The nuances of measuring spam effectiveness, part 4

I'd like to continue on in my series on measuring the effectiveness of a spam filter.  The requirements I have so far is that is has to be continuous, statistically relevant, automated, and transparent to end users.  There is one more requirement.

Measuring spam effectiveness requires a solution that scales.

This is very closely related to my requirement for statistical relevancy.  Whereas statistical relevance is more about mathematics, scaling is more about clever engineering.

Let's suppose that, like most effectiveness measurements, you decide to measure 500 messages per day.  Wow, a whole 500 messages.  Then, someone like me comes along and says "500 is not enough.  I want you to capture 150,000 messages."  That's 300x as much mail as a simple solution.  Can you do it?

In order to scale, the necessary infrastructure must be built into place.  There are a number of little knobs and dials that can be flipped:

  1. Increase the number of IPs you want to sample - the more IPs, the greater the distribution of mail.
  2. Increase the amount of mail you want to sample per IP - more mail is more distribution.
  3. Increase the rate at which mail is randomly sampled - for example, there should be a setting somewhere such that 10% of mail going through a random mail host is sampled and copied to the effectiveness network, which is operating in parallel

That's simple enough, the ability to dynamically float up or down the amount of mail is a simple requirement that should be changeable by a config file.  But secondly, there should be some throttles.  For example, there could be a maximum limit.  If we sample 10% of all mail, we will capture up to that amount unless the total amount of mail is 5 messages per second (~ 400,000 messages per day).  Once we hit that rate, start dropping messages and not bother relaying them through the network.

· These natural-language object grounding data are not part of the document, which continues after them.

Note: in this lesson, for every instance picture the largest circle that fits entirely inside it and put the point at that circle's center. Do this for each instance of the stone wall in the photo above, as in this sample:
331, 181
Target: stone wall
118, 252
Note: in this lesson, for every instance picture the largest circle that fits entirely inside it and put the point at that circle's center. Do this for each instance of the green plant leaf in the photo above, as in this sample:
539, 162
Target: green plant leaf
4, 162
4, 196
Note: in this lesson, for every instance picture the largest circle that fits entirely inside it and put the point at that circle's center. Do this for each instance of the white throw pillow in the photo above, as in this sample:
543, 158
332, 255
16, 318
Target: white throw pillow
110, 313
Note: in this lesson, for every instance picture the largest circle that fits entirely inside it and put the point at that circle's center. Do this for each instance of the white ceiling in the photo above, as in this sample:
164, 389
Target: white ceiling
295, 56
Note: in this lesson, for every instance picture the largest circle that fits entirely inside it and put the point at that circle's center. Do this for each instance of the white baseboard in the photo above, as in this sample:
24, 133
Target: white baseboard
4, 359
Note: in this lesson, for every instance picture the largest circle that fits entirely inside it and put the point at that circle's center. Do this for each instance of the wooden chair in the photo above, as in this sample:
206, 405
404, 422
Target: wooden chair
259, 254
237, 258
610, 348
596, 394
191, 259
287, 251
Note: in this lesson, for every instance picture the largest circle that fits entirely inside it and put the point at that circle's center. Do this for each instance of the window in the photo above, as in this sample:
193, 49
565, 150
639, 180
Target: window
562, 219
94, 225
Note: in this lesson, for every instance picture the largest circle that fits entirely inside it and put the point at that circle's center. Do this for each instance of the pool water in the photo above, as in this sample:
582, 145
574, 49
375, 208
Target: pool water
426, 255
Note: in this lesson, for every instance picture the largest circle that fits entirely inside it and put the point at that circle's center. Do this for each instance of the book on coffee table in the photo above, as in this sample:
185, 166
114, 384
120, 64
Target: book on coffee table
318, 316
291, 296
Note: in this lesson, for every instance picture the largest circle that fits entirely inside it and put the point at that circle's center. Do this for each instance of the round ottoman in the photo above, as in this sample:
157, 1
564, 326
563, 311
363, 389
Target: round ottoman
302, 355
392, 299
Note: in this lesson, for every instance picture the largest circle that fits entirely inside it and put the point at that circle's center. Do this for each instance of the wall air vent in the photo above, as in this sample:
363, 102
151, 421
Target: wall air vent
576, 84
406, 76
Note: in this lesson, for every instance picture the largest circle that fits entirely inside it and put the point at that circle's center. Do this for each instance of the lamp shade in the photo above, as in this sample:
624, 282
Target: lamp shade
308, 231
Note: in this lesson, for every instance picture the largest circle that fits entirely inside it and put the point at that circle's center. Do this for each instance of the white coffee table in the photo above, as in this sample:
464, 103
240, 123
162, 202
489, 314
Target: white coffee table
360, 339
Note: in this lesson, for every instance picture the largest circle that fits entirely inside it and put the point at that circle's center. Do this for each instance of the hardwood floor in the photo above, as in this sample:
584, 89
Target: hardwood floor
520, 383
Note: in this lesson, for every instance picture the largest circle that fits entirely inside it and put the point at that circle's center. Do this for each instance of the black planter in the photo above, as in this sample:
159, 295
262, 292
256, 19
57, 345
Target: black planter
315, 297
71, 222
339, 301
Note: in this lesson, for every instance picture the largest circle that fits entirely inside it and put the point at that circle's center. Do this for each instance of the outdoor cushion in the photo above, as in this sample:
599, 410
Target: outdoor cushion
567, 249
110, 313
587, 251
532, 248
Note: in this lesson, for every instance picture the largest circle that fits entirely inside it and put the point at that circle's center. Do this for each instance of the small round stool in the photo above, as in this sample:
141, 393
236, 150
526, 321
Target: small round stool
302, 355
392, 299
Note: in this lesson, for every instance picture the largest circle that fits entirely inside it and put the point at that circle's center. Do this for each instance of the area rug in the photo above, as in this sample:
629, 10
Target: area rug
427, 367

In other words, the amount of mail that can flow through the network should be configurable, and there should be maximum throttles on there such that the network is not overwhelmed with too much mail.  Because mail is still being randomly sampled, this should not pose a problem nor throw off the results.

That's the basic summary of what I can think of.  It's non-trivial to measure all of this stuff but the end game is that you get a network that accurately mimics a production environment, and it can be used to try out new things.